Insigneo member Annamaria Carusi, was one of the experts included in the NC3Rs Adverse Outcome Pathways (AOP) newsletter, speaking on social aspects of AOPs.
The NC3Rs is a UK-based scientific organisation dedicated to replacing, refining and reducing the use of animals in research and testing (the 3Rs). Their Adverse Outcome Pathways (AOP) newsletter is for scientists, risk assessors and regulators with an interest in pathways-based approaches.

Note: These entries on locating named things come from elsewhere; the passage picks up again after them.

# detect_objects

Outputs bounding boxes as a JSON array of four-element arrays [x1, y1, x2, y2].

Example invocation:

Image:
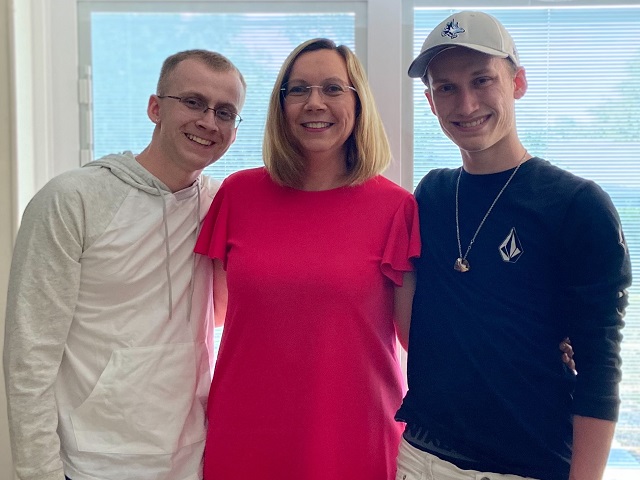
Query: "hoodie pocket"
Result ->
[[71, 343, 205, 455]]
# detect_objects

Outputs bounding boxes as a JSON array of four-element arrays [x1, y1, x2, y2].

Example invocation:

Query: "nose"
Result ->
[[196, 108, 218, 130], [457, 88, 478, 115], [305, 86, 325, 109]]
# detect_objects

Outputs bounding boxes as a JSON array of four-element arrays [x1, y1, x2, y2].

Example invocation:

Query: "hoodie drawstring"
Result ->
[[153, 178, 201, 323], [153, 180, 174, 319], [187, 178, 200, 322]]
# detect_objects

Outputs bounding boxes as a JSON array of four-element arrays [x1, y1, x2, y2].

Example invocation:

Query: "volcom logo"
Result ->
[[500, 227, 524, 263], [618, 225, 629, 253], [440, 20, 465, 38]]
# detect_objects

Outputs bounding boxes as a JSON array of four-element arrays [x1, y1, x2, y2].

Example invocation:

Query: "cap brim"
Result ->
[[408, 43, 509, 78]]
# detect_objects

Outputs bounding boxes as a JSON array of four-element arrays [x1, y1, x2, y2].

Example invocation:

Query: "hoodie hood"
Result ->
[[83, 151, 202, 321], [83, 151, 171, 195]]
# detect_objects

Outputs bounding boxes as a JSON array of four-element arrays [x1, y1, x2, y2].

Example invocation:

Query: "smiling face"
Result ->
[[284, 49, 356, 168], [147, 58, 245, 185], [426, 47, 527, 162]]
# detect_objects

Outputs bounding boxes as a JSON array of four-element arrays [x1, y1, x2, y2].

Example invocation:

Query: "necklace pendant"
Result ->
[[453, 258, 471, 273]]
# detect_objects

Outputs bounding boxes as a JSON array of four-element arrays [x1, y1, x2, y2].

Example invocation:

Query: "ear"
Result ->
[[513, 67, 527, 100], [147, 95, 160, 124], [424, 88, 438, 116]]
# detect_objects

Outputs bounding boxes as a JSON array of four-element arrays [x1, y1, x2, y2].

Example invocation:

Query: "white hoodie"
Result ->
[[4, 152, 219, 480]]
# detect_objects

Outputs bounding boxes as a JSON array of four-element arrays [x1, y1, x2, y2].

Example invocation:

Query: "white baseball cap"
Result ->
[[409, 11, 520, 78]]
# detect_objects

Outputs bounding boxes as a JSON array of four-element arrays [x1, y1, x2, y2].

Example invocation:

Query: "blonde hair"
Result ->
[[262, 38, 391, 187], [156, 49, 247, 95]]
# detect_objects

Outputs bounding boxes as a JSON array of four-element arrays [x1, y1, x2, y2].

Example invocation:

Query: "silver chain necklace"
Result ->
[[453, 154, 527, 273]]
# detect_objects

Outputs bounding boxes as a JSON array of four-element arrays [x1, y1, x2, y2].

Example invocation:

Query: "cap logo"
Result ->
[[440, 20, 465, 38]]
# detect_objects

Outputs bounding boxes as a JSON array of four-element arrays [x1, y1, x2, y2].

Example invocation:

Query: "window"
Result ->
[[413, 2, 640, 480], [79, 1, 363, 179], [67, 0, 640, 474]]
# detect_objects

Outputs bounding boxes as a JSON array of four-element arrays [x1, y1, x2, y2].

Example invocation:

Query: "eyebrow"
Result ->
[[178, 90, 238, 113], [287, 77, 350, 85]]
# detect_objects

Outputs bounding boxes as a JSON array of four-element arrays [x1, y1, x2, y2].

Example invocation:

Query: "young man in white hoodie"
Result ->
[[4, 50, 246, 480]]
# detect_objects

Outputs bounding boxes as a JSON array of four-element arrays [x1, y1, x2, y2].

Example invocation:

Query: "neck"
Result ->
[[301, 153, 347, 191], [136, 145, 201, 193], [461, 142, 531, 175]]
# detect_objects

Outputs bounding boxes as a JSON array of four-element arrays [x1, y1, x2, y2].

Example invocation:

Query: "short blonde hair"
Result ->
[[156, 49, 247, 95], [262, 38, 391, 187]]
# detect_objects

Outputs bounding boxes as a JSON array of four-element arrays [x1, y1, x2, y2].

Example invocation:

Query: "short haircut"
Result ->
[[156, 49, 247, 95], [262, 38, 391, 188]]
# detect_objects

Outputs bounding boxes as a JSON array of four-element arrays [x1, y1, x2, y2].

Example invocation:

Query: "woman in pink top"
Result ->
[[196, 39, 420, 480]]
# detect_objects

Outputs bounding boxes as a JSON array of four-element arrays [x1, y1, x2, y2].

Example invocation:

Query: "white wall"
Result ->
[[0, 0, 15, 479]]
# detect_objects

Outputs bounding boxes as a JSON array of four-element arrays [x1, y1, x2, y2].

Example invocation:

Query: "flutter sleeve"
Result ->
[[194, 181, 229, 269], [381, 195, 421, 286]]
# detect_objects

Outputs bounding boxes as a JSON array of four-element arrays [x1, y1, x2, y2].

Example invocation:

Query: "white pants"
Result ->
[[396, 438, 534, 480]]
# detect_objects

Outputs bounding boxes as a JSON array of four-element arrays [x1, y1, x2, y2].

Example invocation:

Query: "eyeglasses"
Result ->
[[158, 95, 242, 128], [280, 83, 356, 103]]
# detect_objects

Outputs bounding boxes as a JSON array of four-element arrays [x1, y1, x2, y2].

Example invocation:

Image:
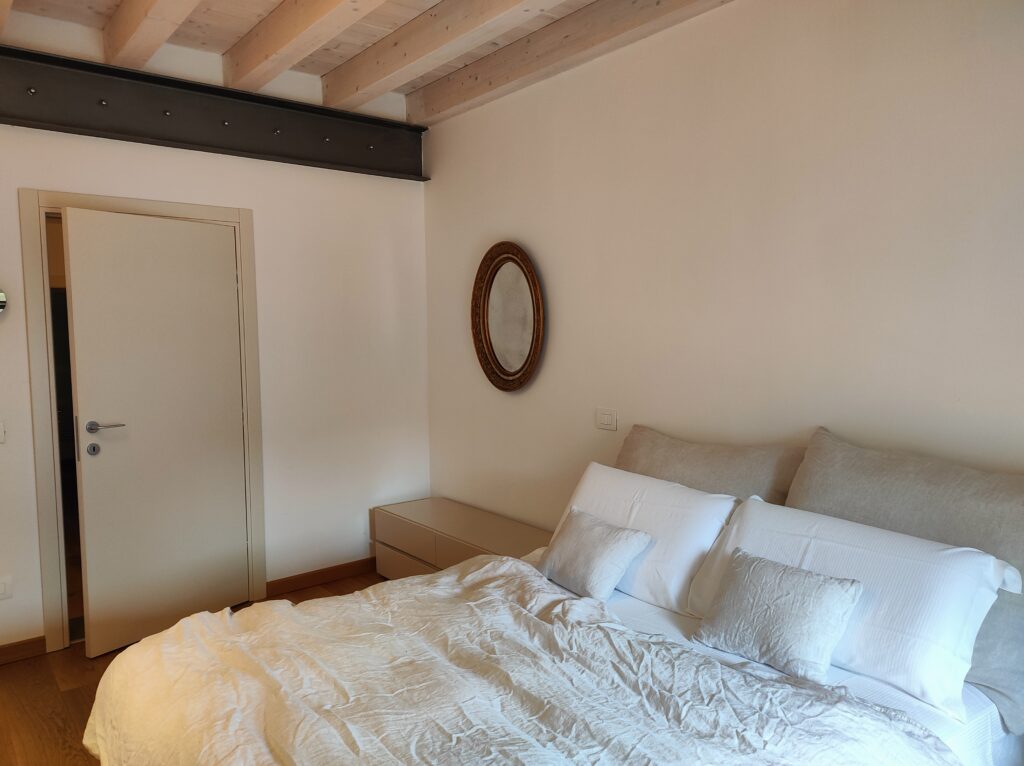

Dr Annamaria Carusi, University of Sheffield
Greater awareness and support for AOP development
It may be obvious to say that the AOP approach will be more valuable as it gains a critical mass of researchers and other stakeholders using it, and as there is a substantial increase in the number of AOPs that are easily accessible and shareable. But to achieve this, there needs to be greater awareness of the AOP Framework as both a scientific and a social tool, as it organises scientific information and knowledge in such a way as to make it shareable with others, that is, it fulfils a social function that needs organisational and institutional support. So that AOPs can be populated as extensively as they need to be for the different uses to be made of them, they need to be unbound from the traditional publishing system. For there to be a groundswell of support for the approach from individual researchers and labs that translates into uploading and sharing AOPs, it is crucial that the approach be ‘owned’ by an organisation that is capable of setting in place a sustainable long-term strategy that promotes open access data publishing, community led standardisation, and engagement with core stakeholders beyond academic research.